Part. passé en empl. adj. Le silence que l'éloignement et le temps ont amené pour toujours entre quelques personnages de cette histoire leur a permis de se croire mutuellement pardonnés, réhabilités et heureux (FROMENTIN, Dominique, 1863, p. 280). Rencontre du pécheur pardonné avec le Dieu qui est son père (MONOD, Sermons, 1911, p.212). Elle s'endormit, pardonnée, rassurée, triomphante (VAN DER MEERSCH, Invas. 14, 1935, p.176).
Rem. Si la constr. pardonner qqn est considérée comme incorrecte par les grammairiens, la forme passive est admise (d'apr. DUPRÉ 1972).
b) Littér. [Le compl. indir. désigne p.méton. un inanimé abstr., une qualité de la pers.] Pardonner à qqc. Pardonnez à ma faiblesse, à ma franchise. Dieu est bonté: il pardonne au repentir (JOUBERT, Pensées, t.1, 1824, p.126).
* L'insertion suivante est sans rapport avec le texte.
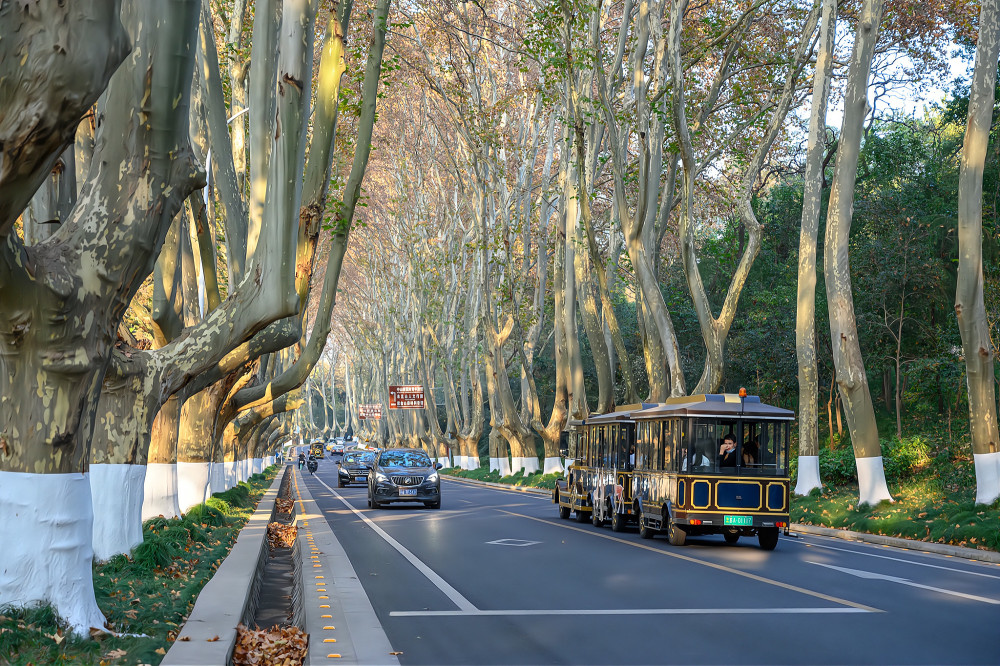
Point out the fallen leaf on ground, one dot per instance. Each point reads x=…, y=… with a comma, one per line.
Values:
x=277, y=645
x=280, y=535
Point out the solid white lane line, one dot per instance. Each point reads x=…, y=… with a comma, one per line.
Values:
x=432, y=576
x=808, y=544
x=633, y=611
x=869, y=575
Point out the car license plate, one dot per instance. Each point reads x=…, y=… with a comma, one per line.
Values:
x=738, y=520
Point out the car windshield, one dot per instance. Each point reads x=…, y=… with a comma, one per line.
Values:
x=404, y=459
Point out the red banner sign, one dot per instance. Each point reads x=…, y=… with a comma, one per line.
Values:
x=406, y=397
x=372, y=411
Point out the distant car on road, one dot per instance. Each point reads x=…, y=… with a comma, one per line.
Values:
x=354, y=468
x=404, y=475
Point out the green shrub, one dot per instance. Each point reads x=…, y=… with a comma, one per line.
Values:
x=205, y=514
x=904, y=457
x=153, y=553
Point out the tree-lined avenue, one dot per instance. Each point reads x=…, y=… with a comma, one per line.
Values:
x=540, y=590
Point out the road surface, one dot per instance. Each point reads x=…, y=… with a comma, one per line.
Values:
x=495, y=577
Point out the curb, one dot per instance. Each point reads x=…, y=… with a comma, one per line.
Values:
x=947, y=550
x=899, y=542
x=229, y=596
x=337, y=614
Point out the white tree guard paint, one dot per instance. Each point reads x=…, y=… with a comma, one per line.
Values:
x=553, y=466
x=872, y=488
x=987, y=477
x=528, y=464
x=116, y=492
x=46, y=528
x=160, y=492
x=808, y=475
x=193, y=484
x=217, y=483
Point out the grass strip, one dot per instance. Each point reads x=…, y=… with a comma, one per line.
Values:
x=147, y=596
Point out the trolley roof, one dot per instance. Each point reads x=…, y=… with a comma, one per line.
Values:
x=622, y=413
x=724, y=405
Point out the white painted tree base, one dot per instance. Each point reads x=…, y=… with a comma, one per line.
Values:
x=553, y=466
x=116, y=492
x=501, y=465
x=872, y=488
x=808, y=475
x=46, y=528
x=192, y=484
x=528, y=464
x=160, y=492
x=987, y=477
x=217, y=479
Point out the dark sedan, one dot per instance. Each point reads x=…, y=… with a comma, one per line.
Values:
x=354, y=467
x=404, y=475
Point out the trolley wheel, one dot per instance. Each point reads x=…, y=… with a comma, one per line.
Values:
x=767, y=537
x=618, y=521
x=596, y=517
x=675, y=534
x=564, y=511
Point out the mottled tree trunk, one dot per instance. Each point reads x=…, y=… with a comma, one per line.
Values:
x=805, y=313
x=969, y=304
x=852, y=381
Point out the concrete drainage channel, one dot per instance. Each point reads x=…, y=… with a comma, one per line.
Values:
x=243, y=589
x=312, y=586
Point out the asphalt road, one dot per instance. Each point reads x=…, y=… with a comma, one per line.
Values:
x=495, y=577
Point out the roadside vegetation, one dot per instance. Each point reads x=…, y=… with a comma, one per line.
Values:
x=146, y=596
x=932, y=478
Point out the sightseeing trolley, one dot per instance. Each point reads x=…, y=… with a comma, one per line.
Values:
x=684, y=479
x=598, y=485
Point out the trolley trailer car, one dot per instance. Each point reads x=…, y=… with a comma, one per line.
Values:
x=679, y=480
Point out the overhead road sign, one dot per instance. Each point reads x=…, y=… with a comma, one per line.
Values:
x=406, y=397
x=370, y=411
4. Absol. Pratiquer le pardon (des offenses), accorder son pardon de manière habituelle ou occasionnelle. Pardonner facilement. Je ne pardonne pas par générosité... par grandeur d'âme... Je pardonne parce que je ne puis pas faire autre chose (FLERS, CAILLAVET, M. Brotonneau, 1923, I, 10, p.7). Donc, pas de pardon. Et d'ailleurs j'en ai plein le dos, de pardonner toujours (MONTHERL., Pitié femmes, 1936, p.1195). On ne pardonne pas un peu, ou à moitié; le pardon est comme l'amour: un amour qui aime avec des réserves ou avec une seule arrière-pensée n'est pas de l'amour; et de même un pardon qui pardonne jusqu'à un certain point, mais pas au delà, n'est pas le pardon (JANKÉL., Le Pardon, Paris, Aubier-Montaigne, 1967, p.128).
B. —[Dans des tours ou formules avec atténuation du sens; le suj. désigne une pers.]
1. Considérer avec indulgence une erreur, un défaut, une imperfection, une faiblesse, en trouvant une excuse (à quelqu'un). Synon. excuser, tolérer, supporter. Savoir pardonner une erreur à un débutant; pardonner une étourderie, une incartade, une réflexion. Si vous pardonnez à mon âge, je dois, moi, pardonner à votre peu d'expérience (FIÉVÉE, Dot Suzette, 1798, p.135). On pardonne une sottise à un ami. Mais on ne pardonne rien à sa femme (CHARDONNE, Épithal., 1921, p.264). [Le peuple] lui aurait sans doute, en faveur de ses quartiers de noblesse, pardonné ses idées démocratiques (PROUST, Temps retr., 1922, p.853):
• 3. ... je trouve que votre indulgence pour elle passe les bornes. Moi, je n'ai jamais pu lui pardonner ses robes qui se fourrent obstinément sous les pieds de ma chaise, l'odeur de patchouli qu'elle répand auprès de moi, et les regards pâmés qu'elle promène autour de la table.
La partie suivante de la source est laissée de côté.